Cross Breeds – Info Thursday

Curious About Cross Breeds?

It began innocently enough.

In 1989, Australian Wally Conron, who worked for a guide dogs association, crossed a Labrador Retriever with a standard, non-shedding poodle to serve as a guide dog for a blind woman whose husband was allergic to dogs. Out of a litter of three, only ONE didn’t trigger his allergies, and it was a match!

Enter the Labradoodle, “a dog with the working ability of the Labrador and the coat of the poodle”, explained Conron in candid interviews three decades after breeding the first supposedly hypoallergenic dog. He also admitted that it was his “life’s regret. I opened a Pandora’s box and released a Frankenstein’s monster.”

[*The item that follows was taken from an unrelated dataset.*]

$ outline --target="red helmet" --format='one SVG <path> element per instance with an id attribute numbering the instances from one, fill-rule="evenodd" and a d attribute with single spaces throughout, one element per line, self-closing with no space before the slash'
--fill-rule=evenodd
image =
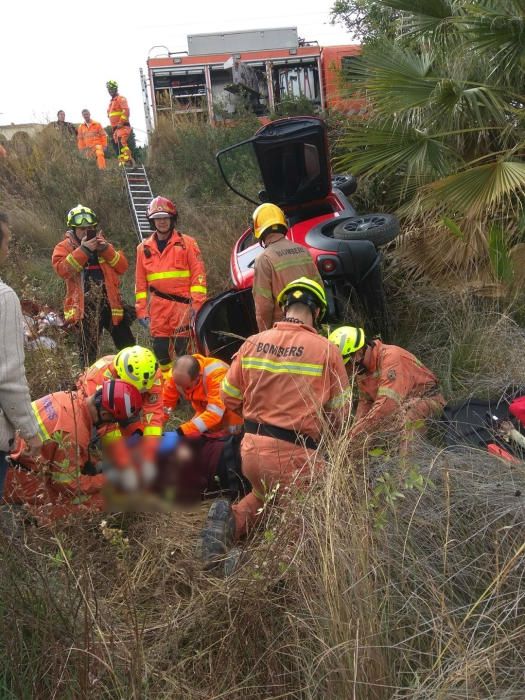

Why? It led the way for “unethical, ruthless people (so-called backyard breeders) to cross any kind of a dog with a poodle and sell them for big bucks” without considering their health and the health of their offspring. “There are so many poodle crosses having fits, problems with their eyes, hips, and elbows, and a lot have epilepsy.”

In fact, Labradoodles are predisposed to health issues common to both Labrador Retrievers and poodles that include hip and elbow dysplasia, progressive retinal atrophy, and von Willebrand’s disease (a bleeding disorder). And Goldendoodles (the result of crossing a Golden Retriever and a poodle) can develop health problems common to both Golden Retrievers and poodles that include hip dysplasia, sebaceous adenitis (a skin disease), subvalvular aortic stenosis (a heart condition), Addison’s disease (a pituitary gland problem), and eye diseases such as progressive retinal atrophy, cataracts and glaucoma. Certain allergies (such as food allergies) are becoming more commonplace in them as well.

Since both Labradoodles and Goldendoodles are hybrids as opposed to purebreds, their behavioral characteristics (some are untrainable) and physical appearance can be quite unpredictable. Even their coats may vary from wiry to soft, and may be curly, wavy or straight. Many of them shed, although they shed less and with less of a “doggy” odor, but most importantly, there’s no guarantee that they’ll be truly hypoallergenic – the sole reason for crossbreeding them in the first place.